Department of Epidemiology, Biostatistics and Occupational Health, McGill University, 2001 McGill College Avenue, Montreal, QC, H3A 1G1, Canada.
Centre for Outcomes Research and Evaluation, McGill University Health Center-Research Institute, Montreal, QC, Canada.
BMC Med Res Methodol. 2022 Aug 12;22(1):223. doi: 10.1186/s12874-022-01700-y.
Depression is common in the human immunodeficiency virus (HIV)-hepatitis C virus (HCV) co-infected population. Demographic, behavioural, and clinical data collected in research settings may be of help in identifying those at risk for clinical depression. We aimed to predict the presence of depressive symptoms indicative of a risk of depression and identify important classification predictors using supervised machine learning.
We used data from the Canadian Co-infection Cohort, a multicentre prospective cohort, and its associated sub-study on Food Security (FS). The Center for Epidemiologic Studies Depression Scale-10 (CES-D-10) was administered in the FS sub-study; participants were classified as being at risk for clinical depression if scores ≥ 10. We developed two random forest algorithms using the training data (80%) and tenfold cross validation to predict the CES-D-10 classes-1. Full algorithm with all candidate predictors (137 predictors) and 2. Reduced algorithm using a subset of predictors based on expert opinion (46 predictors).

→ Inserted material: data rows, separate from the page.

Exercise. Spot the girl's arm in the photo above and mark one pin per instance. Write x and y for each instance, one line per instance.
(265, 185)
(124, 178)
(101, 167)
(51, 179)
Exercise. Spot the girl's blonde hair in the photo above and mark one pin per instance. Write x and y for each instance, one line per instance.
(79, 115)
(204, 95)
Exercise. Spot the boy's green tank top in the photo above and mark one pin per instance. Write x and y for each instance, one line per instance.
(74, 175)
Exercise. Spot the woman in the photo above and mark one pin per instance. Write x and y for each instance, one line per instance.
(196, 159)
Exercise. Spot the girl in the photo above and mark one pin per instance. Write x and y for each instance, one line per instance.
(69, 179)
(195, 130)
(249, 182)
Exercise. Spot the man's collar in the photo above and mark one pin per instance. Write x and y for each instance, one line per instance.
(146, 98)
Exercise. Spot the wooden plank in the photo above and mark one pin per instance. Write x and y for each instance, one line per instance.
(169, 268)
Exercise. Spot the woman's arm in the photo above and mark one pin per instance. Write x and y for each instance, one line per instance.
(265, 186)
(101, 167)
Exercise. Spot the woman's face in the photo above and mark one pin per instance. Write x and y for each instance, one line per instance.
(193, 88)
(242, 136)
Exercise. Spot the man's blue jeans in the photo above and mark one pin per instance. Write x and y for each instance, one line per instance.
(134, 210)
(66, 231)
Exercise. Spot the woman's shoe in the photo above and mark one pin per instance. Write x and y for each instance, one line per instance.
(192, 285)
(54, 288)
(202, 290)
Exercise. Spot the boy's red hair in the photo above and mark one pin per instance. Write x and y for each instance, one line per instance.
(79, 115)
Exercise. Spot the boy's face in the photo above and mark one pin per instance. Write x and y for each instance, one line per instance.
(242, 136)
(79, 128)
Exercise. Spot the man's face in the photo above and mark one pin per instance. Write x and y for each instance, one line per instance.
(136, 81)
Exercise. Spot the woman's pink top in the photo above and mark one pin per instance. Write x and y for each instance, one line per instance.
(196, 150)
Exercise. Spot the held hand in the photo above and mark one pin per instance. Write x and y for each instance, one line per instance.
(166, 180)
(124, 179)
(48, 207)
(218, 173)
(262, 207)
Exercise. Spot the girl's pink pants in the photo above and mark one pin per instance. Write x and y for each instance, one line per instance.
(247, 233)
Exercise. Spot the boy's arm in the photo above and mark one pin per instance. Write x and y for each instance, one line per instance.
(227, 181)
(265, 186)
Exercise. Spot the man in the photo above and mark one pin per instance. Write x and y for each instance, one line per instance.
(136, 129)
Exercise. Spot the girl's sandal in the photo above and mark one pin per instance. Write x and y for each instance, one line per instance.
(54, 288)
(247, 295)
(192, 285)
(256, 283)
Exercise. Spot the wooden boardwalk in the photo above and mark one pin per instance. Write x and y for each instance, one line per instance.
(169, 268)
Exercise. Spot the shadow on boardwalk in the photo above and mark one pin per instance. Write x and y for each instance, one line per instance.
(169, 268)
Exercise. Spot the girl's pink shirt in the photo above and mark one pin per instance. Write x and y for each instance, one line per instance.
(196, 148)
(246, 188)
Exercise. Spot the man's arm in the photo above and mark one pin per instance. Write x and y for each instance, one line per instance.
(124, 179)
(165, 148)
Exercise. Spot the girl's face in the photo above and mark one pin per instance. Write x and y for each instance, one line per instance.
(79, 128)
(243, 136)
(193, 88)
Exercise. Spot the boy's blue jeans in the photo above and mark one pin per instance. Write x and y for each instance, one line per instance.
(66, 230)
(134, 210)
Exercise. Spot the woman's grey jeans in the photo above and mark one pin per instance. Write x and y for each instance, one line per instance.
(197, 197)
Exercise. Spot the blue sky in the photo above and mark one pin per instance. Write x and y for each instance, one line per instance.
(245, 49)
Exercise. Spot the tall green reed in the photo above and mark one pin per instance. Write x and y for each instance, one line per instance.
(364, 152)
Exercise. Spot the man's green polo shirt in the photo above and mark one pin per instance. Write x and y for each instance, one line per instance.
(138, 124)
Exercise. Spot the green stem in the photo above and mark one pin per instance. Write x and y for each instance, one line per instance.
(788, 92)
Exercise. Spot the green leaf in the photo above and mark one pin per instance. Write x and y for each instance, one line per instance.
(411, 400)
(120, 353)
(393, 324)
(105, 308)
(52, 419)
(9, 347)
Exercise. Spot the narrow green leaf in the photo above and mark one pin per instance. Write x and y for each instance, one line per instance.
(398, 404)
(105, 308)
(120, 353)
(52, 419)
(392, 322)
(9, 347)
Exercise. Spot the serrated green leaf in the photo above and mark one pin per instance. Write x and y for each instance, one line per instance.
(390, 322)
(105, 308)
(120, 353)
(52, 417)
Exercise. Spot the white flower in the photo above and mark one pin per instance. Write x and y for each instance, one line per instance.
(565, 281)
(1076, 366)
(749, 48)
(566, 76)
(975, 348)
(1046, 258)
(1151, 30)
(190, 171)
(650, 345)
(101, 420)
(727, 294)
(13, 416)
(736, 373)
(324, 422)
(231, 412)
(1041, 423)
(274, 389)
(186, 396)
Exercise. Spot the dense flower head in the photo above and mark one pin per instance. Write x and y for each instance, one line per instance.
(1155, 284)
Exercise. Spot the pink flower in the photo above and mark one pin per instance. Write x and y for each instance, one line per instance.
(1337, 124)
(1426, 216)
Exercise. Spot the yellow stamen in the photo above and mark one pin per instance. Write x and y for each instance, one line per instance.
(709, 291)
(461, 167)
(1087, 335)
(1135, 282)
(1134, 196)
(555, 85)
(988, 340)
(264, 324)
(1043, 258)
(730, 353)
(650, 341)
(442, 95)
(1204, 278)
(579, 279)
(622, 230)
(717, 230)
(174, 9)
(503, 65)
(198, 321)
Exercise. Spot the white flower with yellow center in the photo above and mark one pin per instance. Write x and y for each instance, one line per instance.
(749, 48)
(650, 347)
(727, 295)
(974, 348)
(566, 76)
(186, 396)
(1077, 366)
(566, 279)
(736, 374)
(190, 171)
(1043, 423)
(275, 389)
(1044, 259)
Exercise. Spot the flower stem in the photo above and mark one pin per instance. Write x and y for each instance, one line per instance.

We evaluated the algorithm performances in the testing data using area under the receiver operating characteristic curves (AUC) and generated predictor importance plots.
We included 1,934 FS sub-study visits from 717 participants who were predominantly male (73%), white (76%), unemployed (73%), and high school educated (52%). At the first visit, median age was 49 years (IQR:43-54) and 53% reported presence of depressive symptoms with CES-D-10 scores ≥ 10. The full algorithm had an AUC of 0.82 (95% CI:0.78-0.86) and the reduced algorithm of 0.76 (95% CI:0.71-0.81). Employment, HIV clinical stage, revenue source, body mass index, and education were the five most important predictors.
We developed a prediction algorithm that could be instrumental in identifying individuals at risk for depression in the HIV-HCV co-infected population in research settings. Development of such machine learning algorithms using research data with rich predictor information can be useful for retrospective analyses of unanswered questions regarding impact of depressive symptoms on clinical and patient-centred outcomes among vulnerable populations.
在人类免疫缺陷病毒(HIV)-丙型肝炎病毒(HCV)合并感染人群中,抑郁症很常见。在研究环境中收集的人口统计学、行为和临床数据可能有助于识别有临床抑郁风险的人群。我们旨在使用监督机器学习来预测存在提示抑郁风险的抑郁症状,并确定重要的分类预测因素。
我们使用了加拿大合并感染队列(一个多中心前瞻性队列)及其相关的食物保障(FS)子研究的数据。FS 子研究中使用了中心流行病学研究抑郁量表-10(CES-D-10);如果得分≥10,将参与者归类为有临床抑郁风险。我们使用训练数据(80%)和十折交叉验证开发了两个随机森林算法,以预测 CES-D-10 分类-1。全算法,包含所有候选预测因子(137 个预测因子)和 2. 根据专家意见选择的预测因子子集的简化算法(46 个预测因子)。我们使用受试者工作特征曲线下面积(AUC)评估算法在测试数据中的性能,并生成预测因子重要性图。
我们纳入了来自 717 名参与者的 1934 次 FS 子研究访问,这些参与者主要为男性(73%)、白人(76%)、失业(73%)和高中学历(52%)。在第一次就诊时,中位年龄为 49 岁(IQR:43-54),53%的人报告 CES-D-10 得分≥10,存在抑郁症状。全算法的 AUC 为 0.82(95%CI:0.78-0.86),简化算法的 AUC 为 0.76(95%CI:0.71-0.81)。就业、HIV 临床分期、收入来源、体重指数和教育是五个最重要的预测因子。
我们开发了一种预测算法,可用于在 HIV-HCV 合并感染人群中识别有抑郁风险的个体。使用具有丰富预测因子信息的研究数据开发此类机器学习算法,可用于对弱势群体中抑郁症状对临床和以患者为中心的结果的影响等未解决问题进行回顾性分析。